There is nothing intrinsically wrong in doing… doing is good. But it is a problem when it becomes short term optimization. It is a problem when we do something because it guarantees immediate success regardless of the long term consequences.
It is very much like climbing a mountain: from far away, the path of steepest ascent may look as the shortest distance to the summit. But, after some climbing you may encounter a canyon or a cliff face, which will force you to go down or retrace your steps and start over on a different path. Or, this path of steepest ascent doesn’t actually take you the summit only to a smaller peak. Another path, less steep, more winding, seemingly longer, could have saved you both time and effort to reach the summit if you had done some thinking before doing.
On the one hand, short term optimization without a vision is surely a recipe for long term failure. On the other, long term optimization without short term action is a recipe for short term failure as nothing is done, no customer is satisfied, and no money is made.
Everyone, and in particular leaders, need to set aside some time for their own thinking. There is no one-size-fits-all. Different patterns may be used at different time, depending on what needs to be done.
It can be a daily routine, setting aside a couple of hours or more. One of my very productive colleagues did his “doing” in the morning, set aside the afternoon for thinking, and left every day at 5pm. That system worked for him. Others prefer to “front-end load”, spending lots of time before the start of a project thinking about of what needed to be done, then at the beginning of the project spend more time on operation to make sure all the stakeholders are well engaged, and then slowly retreat to think about the next project
Your subordinates need to do the same at their own levels. By setting the example of not doing but thinking, you can make your team wiser, more thoughtful, and better in the long term.
Thinking takes time. Try to invent something and you will quickly realize that coming up with good new ideas is very difficult – bad new ideas are much easier to come by.

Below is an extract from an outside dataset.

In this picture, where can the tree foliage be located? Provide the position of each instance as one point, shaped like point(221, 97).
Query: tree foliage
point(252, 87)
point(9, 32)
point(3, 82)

Thus, not only does thinking not produce something tangible immediately, it also tends to defer production for some time. Thus there is a pressure to not spend much time thinking. “Just do something” is the rallying cry that becomes an imperative.
While doing something may solve the immediate instance of a problem, it may not solve the actual problem at all. I recall waiting to exit an airport parking lot where the gates were defective and the lineup of cars was growing. An impatient and pragmatic driver jumped out of his car and did something… he forced open the gate and forgot about people paying their parking fee. The something he did worked to solve the immediate problem but once that lineup of cars left the parking lot, the actual problem came back, unsolved! Someone had done something, which helped on the spot, but, as far as really solving the problem nothing had been done.
Leaders have the duty to balance the long term resolution of problems with the short term needs. With the proper vision, short term fixes can be designed to become foundations of a longer term solution. Or at the minimum, designed to not impede the long term solution.
What can we conclude?
To paraphrase Bergson (with a twist)… “operationalize the thinking and think the operations!” If someone tells you to do something, answer by requesting to think of something!